It’s two in the morning at our tour manager Ben’s parents’ house. In 15 hours, I will be playing the John Peel Stage at Glastonbury, but for now, I’m up, restless, unable to sleep. We had a long day of driving and I think I snoozed in the van for too much of it. Somewhere between the sleepless nights of the Balearic Islands and the rainy fields of Southside and Hurricane, a cold has circulated our touring party, from throat throat, nose to nose, two or three rotations. My nostrils are clogged as thick as thieves.
We played two more Uni balls this week. On Wednesday, a fancy one at Cambridge. It cost more than the others, and everything and everyone was a bit classier. Longer skirts, less girls teetering on stiletto heels. There were fireworks, a mesmerizing harpist, a videogame tent complete with a gladiator battling ring, a hall of desserts with an ever flowing chocolate fountain, a silent disco (where everyone dances with headphones on), forest clearings equipped with hot tubs, outdoor hammocks, fortune tellers, even an acrobat dangling from a ribbon in a giant sealed-off plastic dome. We opened up for an impersonator act known as “The Lady Gaga Experience.” When she was performing, the backing track was really low. Her voice was overpowering, like watching uncomfortable karaoke. Soon, it literally dawned on me how short the summer nights are in the United Kingdom. The sun doesn’t completely go down until 10 PM, and by 4 AM, the sky is turning brighter shades.
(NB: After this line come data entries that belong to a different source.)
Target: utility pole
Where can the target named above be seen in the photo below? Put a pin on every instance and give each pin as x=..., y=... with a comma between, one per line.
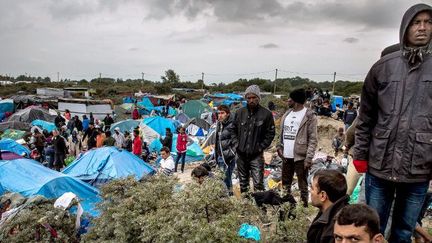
x=334, y=81
x=202, y=79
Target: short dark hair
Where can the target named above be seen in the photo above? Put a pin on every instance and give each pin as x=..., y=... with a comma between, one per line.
x=332, y=182
x=165, y=149
x=199, y=171
x=224, y=108
x=360, y=215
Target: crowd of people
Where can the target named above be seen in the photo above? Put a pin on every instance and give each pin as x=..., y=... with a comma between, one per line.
x=390, y=137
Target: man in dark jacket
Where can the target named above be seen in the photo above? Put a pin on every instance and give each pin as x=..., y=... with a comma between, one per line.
x=224, y=144
x=253, y=131
x=349, y=115
x=297, y=142
x=328, y=194
x=167, y=141
x=60, y=150
x=59, y=120
x=393, y=140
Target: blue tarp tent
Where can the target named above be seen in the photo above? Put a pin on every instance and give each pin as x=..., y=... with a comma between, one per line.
x=30, y=178
x=101, y=165
x=10, y=145
x=128, y=100
x=49, y=126
x=336, y=100
x=145, y=102
x=159, y=124
x=6, y=105
x=193, y=153
x=125, y=125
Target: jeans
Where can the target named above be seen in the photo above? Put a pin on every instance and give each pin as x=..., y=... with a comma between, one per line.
x=248, y=167
x=408, y=200
x=228, y=169
x=288, y=169
x=181, y=156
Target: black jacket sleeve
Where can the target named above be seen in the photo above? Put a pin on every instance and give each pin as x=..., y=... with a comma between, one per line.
x=367, y=117
x=269, y=133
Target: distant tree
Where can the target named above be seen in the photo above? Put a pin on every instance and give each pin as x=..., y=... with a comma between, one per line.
x=170, y=77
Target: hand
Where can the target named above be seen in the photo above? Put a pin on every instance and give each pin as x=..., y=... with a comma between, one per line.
x=307, y=164
x=360, y=165
x=280, y=153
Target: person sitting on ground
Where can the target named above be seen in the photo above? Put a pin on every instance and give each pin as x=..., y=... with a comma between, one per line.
x=199, y=173
x=137, y=144
x=338, y=141
x=167, y=162
x=357, y=223
x=100, y=138
x=328, y=194
x=109, y=140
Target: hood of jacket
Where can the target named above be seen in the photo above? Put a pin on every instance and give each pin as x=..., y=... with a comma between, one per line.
x=408, y=17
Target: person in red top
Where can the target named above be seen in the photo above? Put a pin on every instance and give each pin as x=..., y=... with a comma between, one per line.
x=135, y=113
x=182, y=140
x=137, y=144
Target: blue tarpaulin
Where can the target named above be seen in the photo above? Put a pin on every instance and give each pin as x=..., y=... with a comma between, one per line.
x=30, y=178
x=193, y=153
x=145, y=102
x=49, y=126
x=128, y=100
x=101, y=165
x=6, y=105
x=10, y=145
x=159, y=124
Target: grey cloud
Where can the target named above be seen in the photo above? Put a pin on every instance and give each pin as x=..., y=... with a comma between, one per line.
x=269, y=46
x=351, y=40
x=369, y=14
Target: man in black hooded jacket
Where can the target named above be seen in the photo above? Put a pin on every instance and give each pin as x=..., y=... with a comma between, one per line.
x=253, y=130
x=393, y=140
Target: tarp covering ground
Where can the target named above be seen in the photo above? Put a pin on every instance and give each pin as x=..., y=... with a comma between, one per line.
x=101, y=165
x=29, y=178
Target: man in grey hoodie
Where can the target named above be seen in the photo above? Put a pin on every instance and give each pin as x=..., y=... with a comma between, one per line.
x=393, y=141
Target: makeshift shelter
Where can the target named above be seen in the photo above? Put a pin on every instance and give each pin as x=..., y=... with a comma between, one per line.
x=195, y=108
x=148, y=134
x=13, y=134
x=79, y=107
x=44, y=125
x=195, y=130
x=129, y=100
x=24, y=126
x=182, y=117
x=125, y=125
x=101, y=165
x=32, y=113
x=12, y=146
x=145, y=102
x=336, y=100
x=6, y=155
x=29, y=178
x=159, y=124
x=6, y=105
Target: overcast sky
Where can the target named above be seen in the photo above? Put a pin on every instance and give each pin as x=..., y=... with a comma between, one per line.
x=225, y=39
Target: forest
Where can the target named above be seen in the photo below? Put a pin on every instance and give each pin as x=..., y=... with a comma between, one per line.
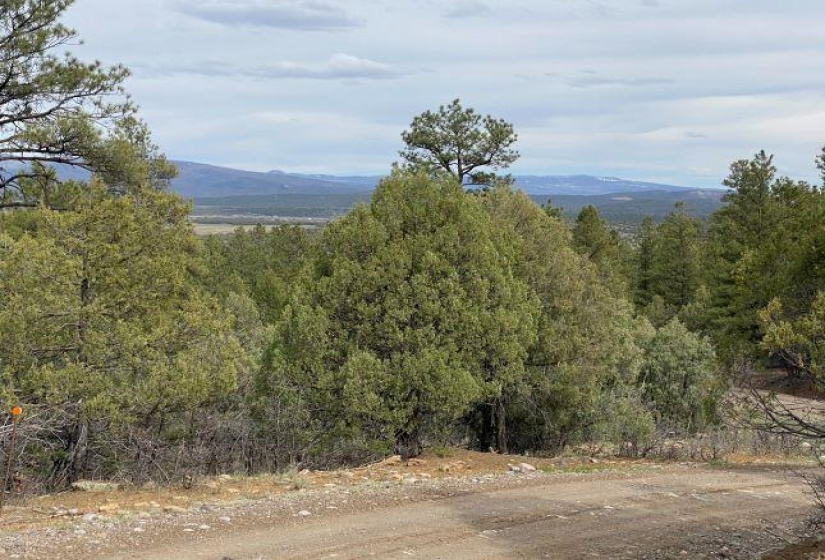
x=431, y=315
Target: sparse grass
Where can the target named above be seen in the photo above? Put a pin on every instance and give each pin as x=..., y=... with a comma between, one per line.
x=442, y=451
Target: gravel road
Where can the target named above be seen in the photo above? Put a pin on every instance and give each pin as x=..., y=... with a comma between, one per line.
x=671, y=511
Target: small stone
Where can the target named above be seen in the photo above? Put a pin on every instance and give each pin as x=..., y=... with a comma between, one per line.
x=175, y=509
x=94, y=486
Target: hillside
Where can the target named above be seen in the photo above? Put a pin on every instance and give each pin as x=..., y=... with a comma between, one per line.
x=220, y=191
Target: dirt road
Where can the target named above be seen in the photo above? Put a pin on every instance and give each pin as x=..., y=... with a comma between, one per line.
x=680, y=511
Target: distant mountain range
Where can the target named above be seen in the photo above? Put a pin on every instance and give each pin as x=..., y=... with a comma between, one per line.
x=220, y=191
x=223, y=192
x=198, y=180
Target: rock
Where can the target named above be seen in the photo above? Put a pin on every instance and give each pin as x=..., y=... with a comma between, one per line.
x=94, y=486
x=175, y=509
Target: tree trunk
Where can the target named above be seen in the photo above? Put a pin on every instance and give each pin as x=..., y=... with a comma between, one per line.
x=501, y=425
x=407, y=444
x=69, y=468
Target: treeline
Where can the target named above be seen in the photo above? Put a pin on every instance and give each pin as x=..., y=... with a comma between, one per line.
x=429, y=315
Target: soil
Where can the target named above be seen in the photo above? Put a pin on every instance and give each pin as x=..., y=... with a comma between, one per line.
x=467, y=505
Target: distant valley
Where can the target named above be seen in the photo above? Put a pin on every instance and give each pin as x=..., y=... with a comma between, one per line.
x=246, y=195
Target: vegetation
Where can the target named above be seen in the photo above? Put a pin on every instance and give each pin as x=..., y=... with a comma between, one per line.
x=459, y=142
x=427, y=316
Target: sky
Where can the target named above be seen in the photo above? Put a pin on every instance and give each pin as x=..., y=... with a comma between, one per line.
x=661, y=90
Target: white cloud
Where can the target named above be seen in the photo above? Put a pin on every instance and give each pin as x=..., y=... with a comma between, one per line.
x=338, y=67
x=304, y=15
x=667, y=89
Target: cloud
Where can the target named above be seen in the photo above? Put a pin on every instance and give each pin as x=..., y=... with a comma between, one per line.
x=302, y=15
x=591, y=78
x=467, y=9
x=337, y=67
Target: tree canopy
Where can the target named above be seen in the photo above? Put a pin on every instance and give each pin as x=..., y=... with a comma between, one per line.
x=56, y=109
x=460, y=142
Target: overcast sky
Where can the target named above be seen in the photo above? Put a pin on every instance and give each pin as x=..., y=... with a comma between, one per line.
x=663, y=90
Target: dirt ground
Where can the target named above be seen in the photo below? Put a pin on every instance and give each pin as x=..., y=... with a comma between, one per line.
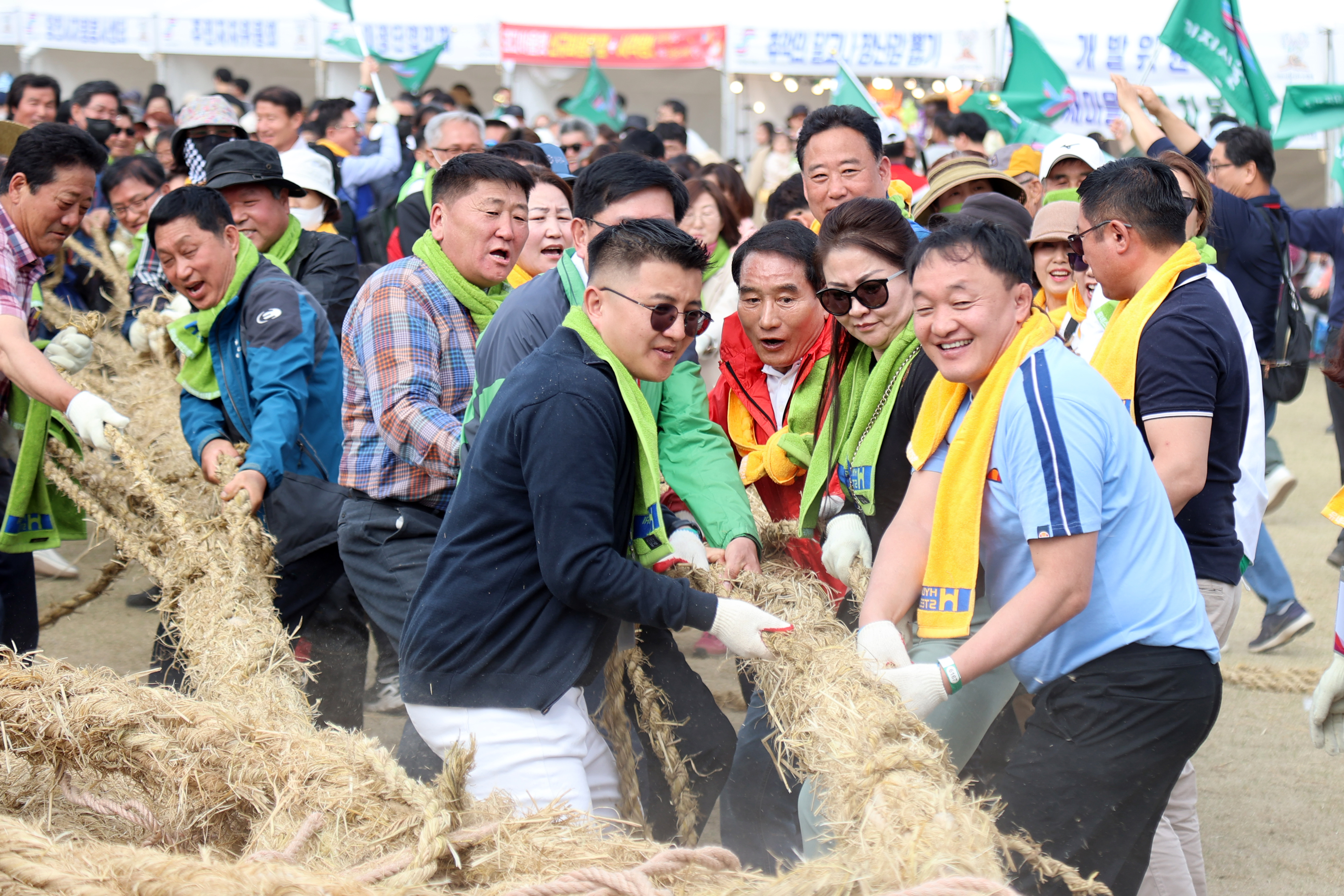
x=1269, y=804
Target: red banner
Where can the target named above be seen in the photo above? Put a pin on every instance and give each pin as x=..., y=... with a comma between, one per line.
x=615, y=47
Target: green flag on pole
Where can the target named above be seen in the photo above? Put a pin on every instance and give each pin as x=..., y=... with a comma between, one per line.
x=1035, y=86
x=850, y=92
x=1310, y=109
x=1209, y=34
x=597, y=103
x=412, y=73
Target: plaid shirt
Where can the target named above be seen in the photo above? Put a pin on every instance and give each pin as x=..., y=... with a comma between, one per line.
x=410, y=359
x=21, y=268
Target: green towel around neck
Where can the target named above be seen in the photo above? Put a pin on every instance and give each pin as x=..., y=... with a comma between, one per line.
x=38, y=515
x=648, y=537
x=862, y=389
x=480, y=304
x=285, y=246
x=191, y=332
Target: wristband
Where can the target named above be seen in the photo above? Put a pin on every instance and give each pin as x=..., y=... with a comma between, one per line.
x=949, y=668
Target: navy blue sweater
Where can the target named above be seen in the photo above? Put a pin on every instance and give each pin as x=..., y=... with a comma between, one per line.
x=529, y=580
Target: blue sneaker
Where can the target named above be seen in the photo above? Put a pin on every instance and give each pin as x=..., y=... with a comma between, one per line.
x=1283, y=627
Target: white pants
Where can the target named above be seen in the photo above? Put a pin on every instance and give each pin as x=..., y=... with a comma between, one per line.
x=534, y=757
x=1177, y=867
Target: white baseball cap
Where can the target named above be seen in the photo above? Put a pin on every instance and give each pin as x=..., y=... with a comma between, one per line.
x=1070, y=147
x=311, y=171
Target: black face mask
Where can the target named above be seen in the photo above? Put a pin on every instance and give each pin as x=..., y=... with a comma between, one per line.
x=100, y=129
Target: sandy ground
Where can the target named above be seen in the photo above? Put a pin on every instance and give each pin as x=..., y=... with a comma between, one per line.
x=1271, y=805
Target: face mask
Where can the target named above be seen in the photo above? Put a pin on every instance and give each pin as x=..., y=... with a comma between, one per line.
x=310, y=218
x=100, y=129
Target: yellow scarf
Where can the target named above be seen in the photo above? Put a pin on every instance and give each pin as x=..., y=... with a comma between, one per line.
x=1118, y=354
x=948, y=598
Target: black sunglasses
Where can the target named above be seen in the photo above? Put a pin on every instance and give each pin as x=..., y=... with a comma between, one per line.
x=665, y=315
x=870, y=293
x=1076, y=242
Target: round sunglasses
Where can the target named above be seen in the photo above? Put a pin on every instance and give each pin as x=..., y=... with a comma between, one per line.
x=870, y=293
x=663, y=315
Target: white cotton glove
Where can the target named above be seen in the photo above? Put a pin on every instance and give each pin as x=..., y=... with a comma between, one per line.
x=687, y=546
x=1328, y=710
x=89, y=413
x=920, y=686
x=738, y=625
x=69, y=350
x=847, y=538
x=882, y=647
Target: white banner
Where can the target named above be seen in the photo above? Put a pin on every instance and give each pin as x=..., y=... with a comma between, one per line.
x=967, y=54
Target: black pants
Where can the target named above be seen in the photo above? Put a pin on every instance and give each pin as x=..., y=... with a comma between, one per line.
x=1101, y=754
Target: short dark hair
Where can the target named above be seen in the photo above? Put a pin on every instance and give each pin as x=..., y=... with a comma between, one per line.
x=613, y=178
x=643, y=240
x=144, y=169
x=1143, y=192
x=330, y=113
x=787, y=198
x=45, y=148
x=785, y=238
x=277, y=96
x=460, y=174
x=828, y=118
x=207, y=207
x=35, y=82
x=998, y=248
x=1245, y=144
x=670, y=131
x=90, y=89
x=643, y=143
x=521, y=151
x=971, y=124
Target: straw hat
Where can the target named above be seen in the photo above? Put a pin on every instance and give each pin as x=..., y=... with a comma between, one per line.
x=963, y=171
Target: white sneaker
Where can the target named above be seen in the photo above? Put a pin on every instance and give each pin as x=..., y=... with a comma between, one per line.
x=1279, y=483
x=51, y=565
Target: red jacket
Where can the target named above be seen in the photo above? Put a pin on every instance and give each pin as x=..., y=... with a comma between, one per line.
x=740, y=371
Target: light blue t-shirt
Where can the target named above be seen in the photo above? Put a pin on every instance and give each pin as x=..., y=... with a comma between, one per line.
x=1066, y=461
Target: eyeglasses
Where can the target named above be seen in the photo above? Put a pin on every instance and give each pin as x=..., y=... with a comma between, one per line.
x=1076, y=242
x=870, y=293
x=666, y=315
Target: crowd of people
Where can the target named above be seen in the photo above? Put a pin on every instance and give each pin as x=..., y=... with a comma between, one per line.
x=495, y=376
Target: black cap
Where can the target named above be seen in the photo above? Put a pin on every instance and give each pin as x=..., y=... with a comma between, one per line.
x=246, y=162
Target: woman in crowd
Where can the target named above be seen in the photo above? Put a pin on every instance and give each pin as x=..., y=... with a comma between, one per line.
x=549, y=216
x=714, y=225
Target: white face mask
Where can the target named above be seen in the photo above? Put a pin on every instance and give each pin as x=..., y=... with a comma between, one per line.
x=310, y=218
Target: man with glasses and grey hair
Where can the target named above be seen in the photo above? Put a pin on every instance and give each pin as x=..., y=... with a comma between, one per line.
x=445, y=136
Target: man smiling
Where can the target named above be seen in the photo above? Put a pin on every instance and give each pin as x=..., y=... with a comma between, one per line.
x=547, y=547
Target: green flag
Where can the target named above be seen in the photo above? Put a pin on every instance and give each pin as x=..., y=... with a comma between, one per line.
x=1310, y=109
x=1209, y=34
x=1035, y=86
x=597, y=103
x=853, y=93
x=412, y=73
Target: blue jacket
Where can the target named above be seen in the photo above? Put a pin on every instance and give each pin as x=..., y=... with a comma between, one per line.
x=280, y=382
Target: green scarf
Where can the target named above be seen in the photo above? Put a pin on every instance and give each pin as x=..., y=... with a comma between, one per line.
x=717, y=259
x=191, y=332
x=648, y=537
x=285, y=246
x=38, y=515
x=858, y=405
x=482, y=304
x=1207, y=254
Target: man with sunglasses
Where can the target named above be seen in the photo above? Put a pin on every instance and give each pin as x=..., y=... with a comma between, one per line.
x=547, y=554
x=694, y=453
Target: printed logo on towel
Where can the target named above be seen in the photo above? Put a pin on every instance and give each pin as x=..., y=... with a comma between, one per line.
x=944, y=600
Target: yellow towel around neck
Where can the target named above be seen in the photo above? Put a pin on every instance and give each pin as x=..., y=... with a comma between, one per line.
x=1118, y=354
x=948, y=598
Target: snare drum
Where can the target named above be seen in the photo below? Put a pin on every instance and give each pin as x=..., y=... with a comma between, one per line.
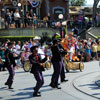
x=27, y=66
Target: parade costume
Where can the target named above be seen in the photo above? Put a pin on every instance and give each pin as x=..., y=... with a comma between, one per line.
x=37, y=69
x=57, y=64
x=63, y=52
x=10, y=64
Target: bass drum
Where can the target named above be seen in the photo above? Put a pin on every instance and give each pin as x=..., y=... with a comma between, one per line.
x=27, y=66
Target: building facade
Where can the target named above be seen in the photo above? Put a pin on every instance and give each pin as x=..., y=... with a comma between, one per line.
x=40, y=7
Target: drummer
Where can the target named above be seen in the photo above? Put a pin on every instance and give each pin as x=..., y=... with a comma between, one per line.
x=25, y=55
x=63, y=52
x=37, y=68
x=57, y=64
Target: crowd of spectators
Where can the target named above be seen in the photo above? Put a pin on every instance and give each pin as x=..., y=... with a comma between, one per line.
x=85, y=50
x=19, y=20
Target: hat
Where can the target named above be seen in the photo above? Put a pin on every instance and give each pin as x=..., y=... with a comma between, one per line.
x=37, y=38
x=9, y=43
x=32, y=48
x=59, y=40
x=71, y=33
x=55, y=41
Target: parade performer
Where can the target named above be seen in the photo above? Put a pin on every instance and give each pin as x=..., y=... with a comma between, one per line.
x=10, y=64
x=57, y=64
x=37, y=68
x=69, y=45
x=63, y=52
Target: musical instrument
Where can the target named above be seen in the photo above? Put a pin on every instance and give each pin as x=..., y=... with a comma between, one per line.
x=27, y=66
x=74, y=66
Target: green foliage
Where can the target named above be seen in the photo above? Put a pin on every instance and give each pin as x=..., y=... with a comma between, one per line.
x=15, y=38
x=76, y=2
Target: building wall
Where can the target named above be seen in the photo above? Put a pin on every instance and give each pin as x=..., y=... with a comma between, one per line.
x=58, y=4
x=49, y=6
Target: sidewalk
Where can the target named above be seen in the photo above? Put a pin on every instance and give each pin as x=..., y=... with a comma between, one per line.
x=89, y=84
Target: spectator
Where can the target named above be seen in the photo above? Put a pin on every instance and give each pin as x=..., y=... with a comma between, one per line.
x=27, y=19
x=35, y=21
x=75, y=31
x=31, y=17
x=17, y=19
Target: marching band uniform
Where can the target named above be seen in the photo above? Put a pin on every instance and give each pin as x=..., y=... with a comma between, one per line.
x=63, y=52
x=37, y=69
x=10, y=64
x=57, y=65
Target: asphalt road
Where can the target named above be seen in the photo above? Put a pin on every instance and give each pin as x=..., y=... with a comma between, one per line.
x=81, y=85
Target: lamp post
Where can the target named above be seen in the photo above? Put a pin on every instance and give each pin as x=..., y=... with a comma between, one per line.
x=60, y=16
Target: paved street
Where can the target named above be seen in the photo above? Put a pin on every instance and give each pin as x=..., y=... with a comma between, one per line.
x=81, y=85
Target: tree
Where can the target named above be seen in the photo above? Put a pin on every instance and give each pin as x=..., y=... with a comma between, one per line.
x=95, y=8
x=76, y=2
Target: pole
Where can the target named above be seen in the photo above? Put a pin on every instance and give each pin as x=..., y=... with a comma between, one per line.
x=32, y=30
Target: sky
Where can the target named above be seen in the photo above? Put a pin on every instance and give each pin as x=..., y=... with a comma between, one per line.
x=89, y=2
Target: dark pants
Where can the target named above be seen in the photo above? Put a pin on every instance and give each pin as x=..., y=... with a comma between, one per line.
x=39, y=78
x=57, y=71
x=17, y=23
x=62, y=72
x=11, y=75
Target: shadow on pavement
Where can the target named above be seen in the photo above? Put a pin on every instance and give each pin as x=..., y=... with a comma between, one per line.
x=2, y=88
x=92, y=86
x=47, y=75
x=22, y=95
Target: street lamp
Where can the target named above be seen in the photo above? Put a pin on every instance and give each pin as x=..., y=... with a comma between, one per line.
x=60, y=16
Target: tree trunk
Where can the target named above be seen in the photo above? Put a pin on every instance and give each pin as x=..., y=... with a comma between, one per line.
x=67, y=9
x=95, y=8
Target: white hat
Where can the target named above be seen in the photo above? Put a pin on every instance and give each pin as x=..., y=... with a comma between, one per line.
x=37, y=38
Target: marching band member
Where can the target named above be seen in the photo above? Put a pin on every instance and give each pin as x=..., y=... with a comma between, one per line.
x=37, y=69
x=63, y=52
x=10, y=64
x=57, y=64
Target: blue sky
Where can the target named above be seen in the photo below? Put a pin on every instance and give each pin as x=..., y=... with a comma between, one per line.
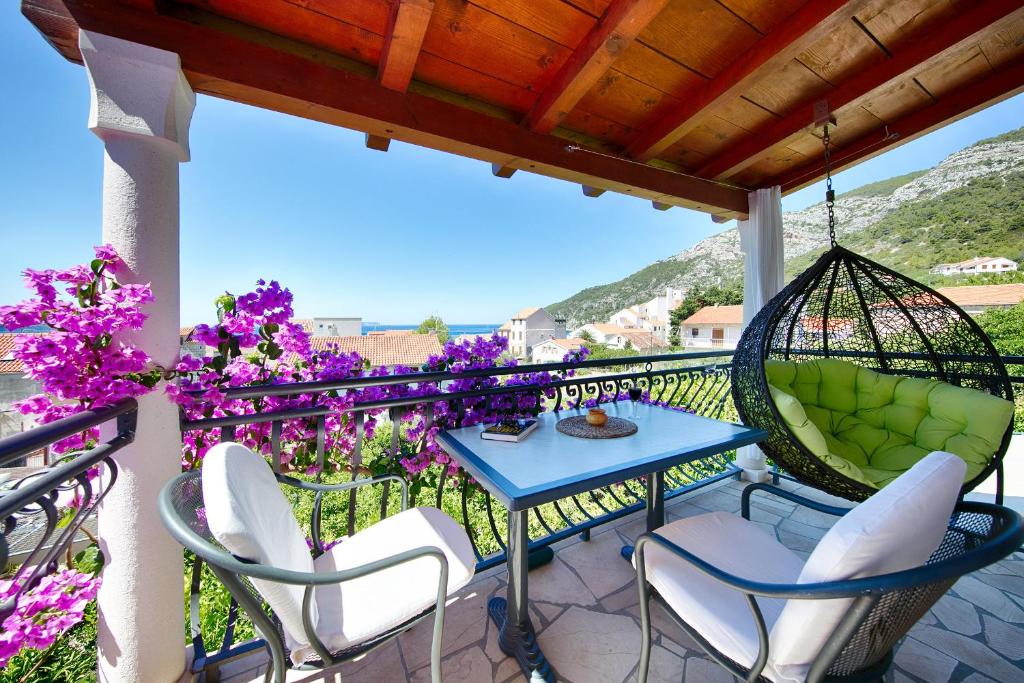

There’s a certain kind of exhaustion to crawling home to bed in broad daylight.
York’s University ball couldn’t hold a candle to Cambridge’s classiness, but there were still some interesting happenings. We were assigned two cute impressionable young girls wearing short shorts, Ffion (a properly Welsh girl) and Tasha, as our personal liaisons. The ball took place at a racetrack. It was my first time ever at a horse track, and I was impressed to see its immense hoop that must stretch a mile or two around.
The ropes that are holding our tour together began to fray. We realized that we had lost a good chunk of our equipment, all my guitar pedals and cords, in the fray of the Cambridge set changeover. I had to perform without reverb and felt quite naked. No sooner had our tour manager began to coordinate the equipment recovery process, then his phone vanished. We tried to relieve some stress on the bumper cars, which are now called The Dodger Cars because you’re not supposed to bump anymore, given that it causes whiplash. We bumped anyways.